En terme d’exigence d’écriture et d’inventivité, on ne trouvera guère que l’Américain Thomas Bartlett ou son complice Nico Muhly pour atteindre de tels sommets en s’appuyant sur des références et en s’en affranchissant. On pourrait ranger cette Symphony N°2/Highlander aux côtés du Shelter (2020) de Bartlett, soit haut, très haut, loin au-dessus de la mêlée de la scène néo-classique. Car chez Tomasz Sroczinski, on ne trouvera aucun consensus mou, aucune incartade dans la facilité. Il fait mentir Brendan Perry dans ses propos en ranimant en nous cette capacité d’abandon à la seule musique. Vous ne trouverez pas chez le Polonais une énième relecture paresseuse de partitions paraphrasées de Philip Glass ou d’Arvo Pärt.
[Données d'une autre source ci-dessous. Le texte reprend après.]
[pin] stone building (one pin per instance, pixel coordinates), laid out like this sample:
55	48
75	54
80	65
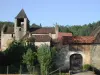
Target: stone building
22	30
75	51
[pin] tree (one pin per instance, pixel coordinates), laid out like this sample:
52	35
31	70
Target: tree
29	58
44	58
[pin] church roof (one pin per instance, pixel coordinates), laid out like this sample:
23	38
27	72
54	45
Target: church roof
21	14
41	38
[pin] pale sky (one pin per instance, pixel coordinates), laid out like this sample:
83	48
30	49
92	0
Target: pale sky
48	12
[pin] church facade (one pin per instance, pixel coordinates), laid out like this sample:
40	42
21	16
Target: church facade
75	50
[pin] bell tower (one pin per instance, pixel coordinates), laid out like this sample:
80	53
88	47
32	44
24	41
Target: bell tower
21	25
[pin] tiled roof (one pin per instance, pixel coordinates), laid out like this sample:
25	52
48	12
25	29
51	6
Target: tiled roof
61	34
41	38
8	30
42	30
78	39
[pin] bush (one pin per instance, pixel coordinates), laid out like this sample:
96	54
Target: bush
86	67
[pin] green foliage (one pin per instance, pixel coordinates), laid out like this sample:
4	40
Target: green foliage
36	26
81	30
44	58
14	52
86	66
29	58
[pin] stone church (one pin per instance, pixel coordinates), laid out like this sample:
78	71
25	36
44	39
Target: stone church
22	30
75	50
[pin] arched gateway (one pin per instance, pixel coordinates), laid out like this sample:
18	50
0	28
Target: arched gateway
76	61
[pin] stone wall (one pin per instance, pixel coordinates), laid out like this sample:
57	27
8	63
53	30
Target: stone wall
95	54
63	55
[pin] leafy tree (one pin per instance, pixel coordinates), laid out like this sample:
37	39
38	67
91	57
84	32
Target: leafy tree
44	58
29	58
14	52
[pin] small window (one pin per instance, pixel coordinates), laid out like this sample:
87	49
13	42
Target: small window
19	29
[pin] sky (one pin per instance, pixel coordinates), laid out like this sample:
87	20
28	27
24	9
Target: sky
50	12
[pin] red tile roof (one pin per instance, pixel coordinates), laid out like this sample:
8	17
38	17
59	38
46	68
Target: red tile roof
77	39
42	30
42	38
61	34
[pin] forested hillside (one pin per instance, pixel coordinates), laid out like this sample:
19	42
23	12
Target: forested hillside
81	30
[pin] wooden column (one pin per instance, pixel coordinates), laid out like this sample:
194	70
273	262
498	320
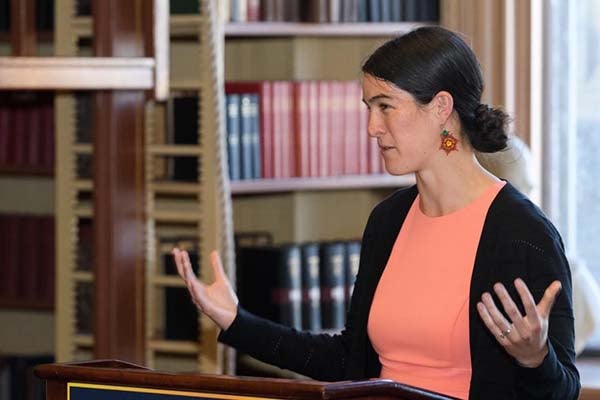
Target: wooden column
119	220
22	30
Pourtant, du premier, il conserve un choix du minimalisme et des motifs répétés, du second une forme de mysticisme et de jeu avec le silence. Avec lui, on s’égare dans les pages d’une nouvelle de Stefan Zweig, on se perd dans une confusion des sentiments.
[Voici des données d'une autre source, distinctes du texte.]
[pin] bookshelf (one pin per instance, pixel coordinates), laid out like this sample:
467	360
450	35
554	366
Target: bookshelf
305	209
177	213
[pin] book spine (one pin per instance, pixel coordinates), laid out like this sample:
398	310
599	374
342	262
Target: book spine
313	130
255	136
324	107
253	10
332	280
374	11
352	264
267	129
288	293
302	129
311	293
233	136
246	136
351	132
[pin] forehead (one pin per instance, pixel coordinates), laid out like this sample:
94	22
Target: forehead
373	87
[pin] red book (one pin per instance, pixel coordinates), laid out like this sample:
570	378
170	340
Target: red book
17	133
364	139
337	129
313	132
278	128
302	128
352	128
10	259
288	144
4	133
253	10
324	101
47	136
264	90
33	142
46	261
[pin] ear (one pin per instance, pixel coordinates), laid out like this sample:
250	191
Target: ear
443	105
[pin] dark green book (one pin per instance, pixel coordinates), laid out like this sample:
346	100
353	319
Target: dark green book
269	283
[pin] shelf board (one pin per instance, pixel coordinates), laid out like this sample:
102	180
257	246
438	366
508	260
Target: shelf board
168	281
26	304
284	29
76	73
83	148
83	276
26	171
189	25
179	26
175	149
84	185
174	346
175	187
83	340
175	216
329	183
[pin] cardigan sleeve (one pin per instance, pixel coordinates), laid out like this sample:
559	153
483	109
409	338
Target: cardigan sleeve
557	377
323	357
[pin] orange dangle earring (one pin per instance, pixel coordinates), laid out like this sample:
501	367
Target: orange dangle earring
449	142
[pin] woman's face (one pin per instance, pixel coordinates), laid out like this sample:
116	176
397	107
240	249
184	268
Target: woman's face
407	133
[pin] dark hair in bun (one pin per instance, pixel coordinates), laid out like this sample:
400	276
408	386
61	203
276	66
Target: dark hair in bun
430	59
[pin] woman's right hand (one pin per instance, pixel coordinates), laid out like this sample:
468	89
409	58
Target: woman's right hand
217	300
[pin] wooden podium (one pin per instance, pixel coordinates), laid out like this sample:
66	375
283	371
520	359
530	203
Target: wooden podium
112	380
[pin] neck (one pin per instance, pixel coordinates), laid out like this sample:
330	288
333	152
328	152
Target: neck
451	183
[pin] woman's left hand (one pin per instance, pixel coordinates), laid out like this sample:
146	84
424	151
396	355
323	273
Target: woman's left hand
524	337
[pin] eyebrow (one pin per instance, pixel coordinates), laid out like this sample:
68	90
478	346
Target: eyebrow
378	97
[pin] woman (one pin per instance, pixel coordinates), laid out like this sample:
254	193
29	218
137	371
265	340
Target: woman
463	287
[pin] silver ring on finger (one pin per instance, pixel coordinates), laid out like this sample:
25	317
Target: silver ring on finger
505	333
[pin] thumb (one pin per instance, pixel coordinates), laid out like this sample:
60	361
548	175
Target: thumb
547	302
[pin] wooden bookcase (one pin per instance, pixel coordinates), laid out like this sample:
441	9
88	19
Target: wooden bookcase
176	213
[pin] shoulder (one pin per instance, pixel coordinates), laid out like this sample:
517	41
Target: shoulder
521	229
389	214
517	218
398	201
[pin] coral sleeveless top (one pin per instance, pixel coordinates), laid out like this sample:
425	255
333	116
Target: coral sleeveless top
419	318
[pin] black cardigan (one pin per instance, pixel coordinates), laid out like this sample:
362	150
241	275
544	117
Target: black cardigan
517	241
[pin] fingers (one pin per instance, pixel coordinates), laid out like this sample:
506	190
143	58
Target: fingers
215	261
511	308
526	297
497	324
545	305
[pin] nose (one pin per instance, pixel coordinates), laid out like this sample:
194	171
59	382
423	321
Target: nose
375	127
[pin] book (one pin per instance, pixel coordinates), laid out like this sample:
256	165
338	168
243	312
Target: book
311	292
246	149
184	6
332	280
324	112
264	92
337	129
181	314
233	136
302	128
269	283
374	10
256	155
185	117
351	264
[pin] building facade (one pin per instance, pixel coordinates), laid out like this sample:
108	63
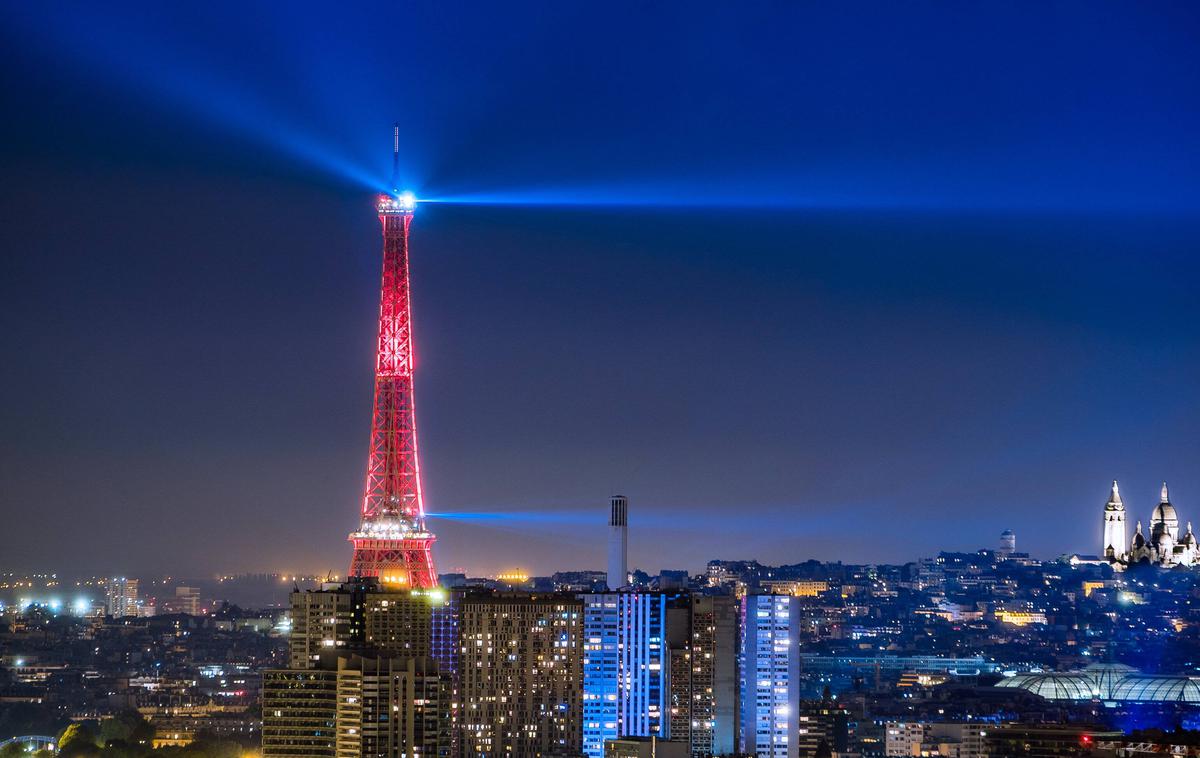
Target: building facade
521	674
702	633
769	675
1163	546
625	667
Il y a aussi un drame impalpable dans la musique de Tomasz Sroczynski, une souffrance et une douleur que l’on perçoit dans le cri des violons, une volonté d’apaisement que l’on devine dans l’arrière-décor. Car assurément la musique de Tomasz Sroczynski est habitée, pour ne pas dire hantée.
Lui qui citait Le Livre Tibétain Des Morts à l’occasion de la sortie de sa Symphonie N°1 « Tout adulte sait que nombre de nos expériences peuvent être comparées à la mort au cours de la vie et que nous mourons plusieurs fois. Les fantômes, comme issus de cauchemars ou de rêves béats, qui nous apparaissent après la mort, les couleurs, les lumières sont des produits de notre propre esprit et de son énergie secrète ; plus précisément, ce sont des émanations, des projections d’angoisses, de peurs, d’inclinations, de passions, de luttes, de complexes, de désirs et de névroses, en un mot, tout ce qui constitue le contenu des différentes couches de notre subconscient, y compris les plus profondes. »
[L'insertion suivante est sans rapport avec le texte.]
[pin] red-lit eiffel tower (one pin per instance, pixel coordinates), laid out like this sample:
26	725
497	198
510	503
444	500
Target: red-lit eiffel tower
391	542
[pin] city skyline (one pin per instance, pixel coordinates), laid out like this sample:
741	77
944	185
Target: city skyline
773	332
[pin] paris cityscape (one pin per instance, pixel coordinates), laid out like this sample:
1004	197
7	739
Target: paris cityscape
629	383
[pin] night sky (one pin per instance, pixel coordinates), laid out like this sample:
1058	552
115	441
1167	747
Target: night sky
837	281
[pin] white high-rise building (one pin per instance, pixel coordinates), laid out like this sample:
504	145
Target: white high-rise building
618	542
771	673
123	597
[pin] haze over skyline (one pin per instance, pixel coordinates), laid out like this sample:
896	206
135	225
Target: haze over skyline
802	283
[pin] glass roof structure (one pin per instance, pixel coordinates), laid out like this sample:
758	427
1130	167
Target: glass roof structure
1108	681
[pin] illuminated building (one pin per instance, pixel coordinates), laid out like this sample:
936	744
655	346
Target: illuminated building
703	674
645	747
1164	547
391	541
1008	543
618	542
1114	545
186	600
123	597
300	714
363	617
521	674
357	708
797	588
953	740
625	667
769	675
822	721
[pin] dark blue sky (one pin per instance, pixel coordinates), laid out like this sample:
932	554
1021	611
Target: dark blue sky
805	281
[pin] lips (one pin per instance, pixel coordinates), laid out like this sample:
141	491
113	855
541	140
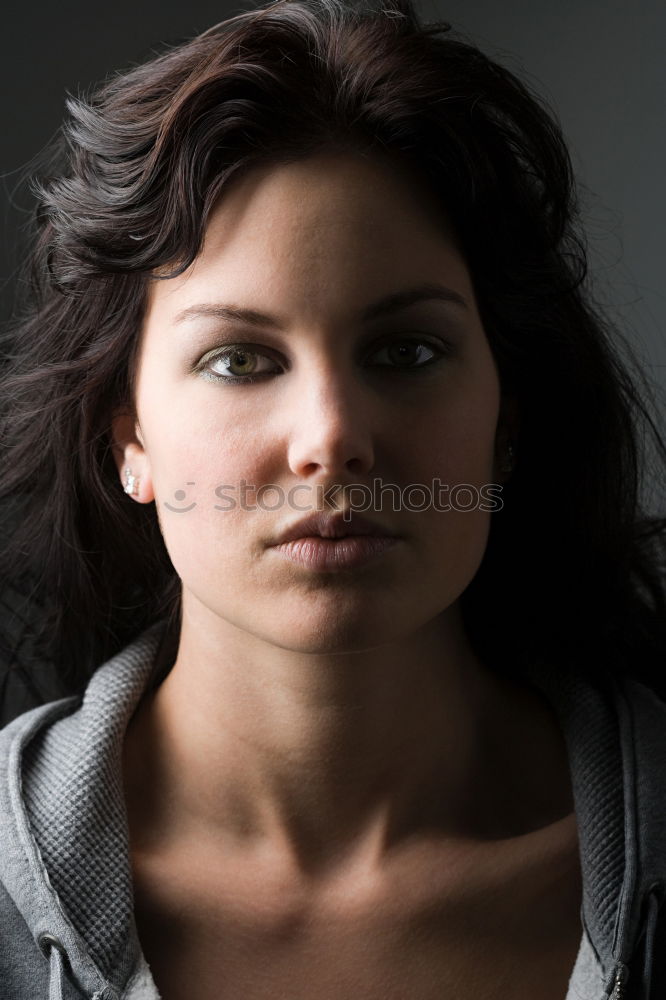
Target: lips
336	525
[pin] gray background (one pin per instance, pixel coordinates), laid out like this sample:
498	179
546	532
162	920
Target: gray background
599	63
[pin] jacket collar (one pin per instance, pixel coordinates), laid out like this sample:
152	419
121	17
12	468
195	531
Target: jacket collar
66	858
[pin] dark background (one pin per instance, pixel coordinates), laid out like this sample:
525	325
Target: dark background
600	63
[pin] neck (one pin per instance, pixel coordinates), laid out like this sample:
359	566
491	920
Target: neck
321	753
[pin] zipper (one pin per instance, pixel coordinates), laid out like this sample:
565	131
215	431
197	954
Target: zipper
621	976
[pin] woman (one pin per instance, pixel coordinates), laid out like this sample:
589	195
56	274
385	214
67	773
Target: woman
309	300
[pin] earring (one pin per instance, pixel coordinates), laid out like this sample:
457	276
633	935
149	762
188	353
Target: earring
131	482
507	465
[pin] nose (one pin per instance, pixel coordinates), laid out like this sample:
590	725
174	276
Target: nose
331	432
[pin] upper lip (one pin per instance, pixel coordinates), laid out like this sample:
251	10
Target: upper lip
331	526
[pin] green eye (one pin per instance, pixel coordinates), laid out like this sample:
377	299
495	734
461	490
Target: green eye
242	363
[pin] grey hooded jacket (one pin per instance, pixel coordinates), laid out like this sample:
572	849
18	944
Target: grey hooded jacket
66	915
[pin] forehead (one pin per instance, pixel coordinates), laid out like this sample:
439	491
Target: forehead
336	226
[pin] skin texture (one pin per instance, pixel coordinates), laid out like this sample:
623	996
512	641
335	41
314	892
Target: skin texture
326	742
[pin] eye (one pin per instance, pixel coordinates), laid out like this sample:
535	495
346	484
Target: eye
404	352
242	362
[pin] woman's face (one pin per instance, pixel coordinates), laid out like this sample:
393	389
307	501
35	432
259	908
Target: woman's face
399	397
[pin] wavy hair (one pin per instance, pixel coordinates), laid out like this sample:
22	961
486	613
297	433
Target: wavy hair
574	566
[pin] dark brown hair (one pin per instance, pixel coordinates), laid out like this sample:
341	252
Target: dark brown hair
574	565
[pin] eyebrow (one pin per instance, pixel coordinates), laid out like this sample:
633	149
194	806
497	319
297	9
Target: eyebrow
382	307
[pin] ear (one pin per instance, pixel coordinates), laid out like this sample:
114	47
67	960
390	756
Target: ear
129	452
508	428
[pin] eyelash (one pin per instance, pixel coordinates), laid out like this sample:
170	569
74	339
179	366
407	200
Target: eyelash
442	349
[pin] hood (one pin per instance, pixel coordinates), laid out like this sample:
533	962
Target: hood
65	859
616	743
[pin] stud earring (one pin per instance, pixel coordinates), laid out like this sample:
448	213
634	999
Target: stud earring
507	464
131	482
C’est peut-être pour cela qu’il y a quelque chose d’aussi exaltant dans la musique du polonais, d’exaltant mais d’aussi paradoxalement glaçant. Tomasz Sroczynski crée un langage, une traduction probable de nos viscères, de cette trivialité qui traverse notre corps, de cette pulsation qui s’insinue et continue de palpiter malgré nous. Sa musique est comme un muscle lisse qui se charge de nos sensations et de notre émotion, c’est une Madone qui tient son enfant endormi entre ses bras comme des serres.
Tomasz Sroczynski crée un langage de la chair, un échappatoire possible dans l’abandon de soi, dans une redécouverte de quelque chose d »éminemment précieux, l’abandon au seul instant.